Anfang 2016 hat die Deutsche Post AG (DPAG) das Porto für den Standardbrief von 62 auf 70 Cent erhöht – die größte Steigerung seit 1989. Gleichzeitig hat das Unternehmen seine Rabatte für Großkunden um fünf Prozent erhöht, um diesen Markt für sich zu schützen. Die Portoerhöhung sollte für drei Jahre gelten, mithin wäre genau jetzt die nächste Erhöhung fällig. Dem hat die Bundesnetzagentur allerdings einen Riegel vorgeschoben. Sie kann nach eigenen Angaben derzeit noch nicht über neue Preise entscheiden. Als Grund gibt sie die laufende Sanierung des deutschen Brief- und Paketgeschäfts an, zu der Post-Chef Frank Appel gleich ein ganzes Maßnahmenbündel auf den Weg gebracht hat.

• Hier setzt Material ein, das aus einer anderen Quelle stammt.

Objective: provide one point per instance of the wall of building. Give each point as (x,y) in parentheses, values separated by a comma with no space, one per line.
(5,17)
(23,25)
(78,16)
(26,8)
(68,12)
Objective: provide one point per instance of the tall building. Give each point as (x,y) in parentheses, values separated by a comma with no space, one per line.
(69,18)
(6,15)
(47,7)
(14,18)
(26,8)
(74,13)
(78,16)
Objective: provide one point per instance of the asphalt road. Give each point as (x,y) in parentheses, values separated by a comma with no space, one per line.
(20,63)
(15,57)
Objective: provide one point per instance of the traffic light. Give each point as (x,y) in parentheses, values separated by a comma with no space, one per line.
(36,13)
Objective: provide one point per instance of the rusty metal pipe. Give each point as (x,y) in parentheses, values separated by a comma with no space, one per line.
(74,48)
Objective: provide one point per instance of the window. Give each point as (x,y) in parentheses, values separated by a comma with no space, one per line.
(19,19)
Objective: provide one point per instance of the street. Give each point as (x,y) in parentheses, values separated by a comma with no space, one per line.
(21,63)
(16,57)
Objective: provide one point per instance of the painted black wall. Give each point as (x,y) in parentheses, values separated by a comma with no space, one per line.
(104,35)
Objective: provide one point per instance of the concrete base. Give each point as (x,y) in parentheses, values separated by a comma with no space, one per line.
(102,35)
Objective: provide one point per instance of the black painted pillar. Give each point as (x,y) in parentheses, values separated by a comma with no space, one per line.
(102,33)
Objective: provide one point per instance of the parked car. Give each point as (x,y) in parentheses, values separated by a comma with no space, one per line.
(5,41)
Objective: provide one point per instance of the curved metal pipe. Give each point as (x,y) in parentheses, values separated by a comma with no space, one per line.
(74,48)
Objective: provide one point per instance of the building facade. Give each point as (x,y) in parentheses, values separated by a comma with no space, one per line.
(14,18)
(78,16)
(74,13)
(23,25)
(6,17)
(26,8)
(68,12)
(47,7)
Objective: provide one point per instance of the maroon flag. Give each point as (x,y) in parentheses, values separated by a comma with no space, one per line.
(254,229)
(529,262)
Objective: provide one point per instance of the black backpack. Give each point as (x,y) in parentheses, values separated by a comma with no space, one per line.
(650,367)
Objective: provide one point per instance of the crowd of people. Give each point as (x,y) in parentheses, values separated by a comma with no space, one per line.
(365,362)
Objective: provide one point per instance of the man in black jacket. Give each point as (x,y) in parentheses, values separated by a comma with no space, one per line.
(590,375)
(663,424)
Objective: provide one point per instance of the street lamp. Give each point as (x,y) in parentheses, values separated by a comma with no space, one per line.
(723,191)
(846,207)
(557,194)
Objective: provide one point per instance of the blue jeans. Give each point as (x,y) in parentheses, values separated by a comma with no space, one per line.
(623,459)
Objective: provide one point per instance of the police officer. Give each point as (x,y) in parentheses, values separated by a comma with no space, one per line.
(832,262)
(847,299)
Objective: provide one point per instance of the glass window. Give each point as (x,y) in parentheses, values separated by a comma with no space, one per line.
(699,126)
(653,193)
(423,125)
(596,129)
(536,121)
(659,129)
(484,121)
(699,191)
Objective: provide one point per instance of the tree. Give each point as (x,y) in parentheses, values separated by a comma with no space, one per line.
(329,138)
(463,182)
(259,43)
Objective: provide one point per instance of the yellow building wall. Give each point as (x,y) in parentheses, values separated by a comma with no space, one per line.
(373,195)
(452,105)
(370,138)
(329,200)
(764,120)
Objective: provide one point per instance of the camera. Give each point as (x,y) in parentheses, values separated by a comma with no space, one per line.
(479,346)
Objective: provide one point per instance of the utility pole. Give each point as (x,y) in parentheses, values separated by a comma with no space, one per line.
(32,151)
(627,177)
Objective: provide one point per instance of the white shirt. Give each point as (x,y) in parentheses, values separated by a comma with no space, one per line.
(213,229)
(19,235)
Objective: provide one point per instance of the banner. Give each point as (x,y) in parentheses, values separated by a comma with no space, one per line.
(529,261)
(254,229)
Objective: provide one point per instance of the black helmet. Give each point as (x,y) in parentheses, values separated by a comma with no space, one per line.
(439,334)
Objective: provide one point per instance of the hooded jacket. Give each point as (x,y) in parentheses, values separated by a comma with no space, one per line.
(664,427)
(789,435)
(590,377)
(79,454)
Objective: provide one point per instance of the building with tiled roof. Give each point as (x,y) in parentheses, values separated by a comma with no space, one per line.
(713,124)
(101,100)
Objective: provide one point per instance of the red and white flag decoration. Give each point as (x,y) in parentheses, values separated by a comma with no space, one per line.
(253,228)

Entscheidung im ersten Quartal 2019

Die Bundesnetzagentur will die Auswirkungen des Wandels berücksichtigen und in die kommenden Portopreise einfließen lassen. Wie auch immer, die nächste Preiserhöhung wird kommen – im Gespräch sind 80 Cent pro Standardbrief. Allerdings ist das Porto für einen Standardbrief in Deutschland im europäischen Vergleich selbst nach der nächsten Erhöhung günstig. Das belegt der Briefpreisvergleich der Deutschen Post aus dem Jahr 2018. Er berücksichtigt makroökonomische Faktoren wie Arbeitskosten und Kaufkraft in den 28 EU-Mitgliedstaaten sowie der EFTA-Staaten Island, Norwegen und Schweiz. Damit liegt Deutschland im europäischen Porto-Ranking lediglich auf Rang 26. Betrachtet man die nominalen Portogebühren, so liegt Deutschland immer noch im Mittelfeld auf einem vergleichsweise guten Platz 17. Der durchschnittliche europäische Briefpreis hat 2018 erstmals die 1-Euro-Marke überschritten. Am teuersten ist der Versand in Island mit umgerechnet 4,94 Euro, am günstigsten auf Malta (0,26 Euro).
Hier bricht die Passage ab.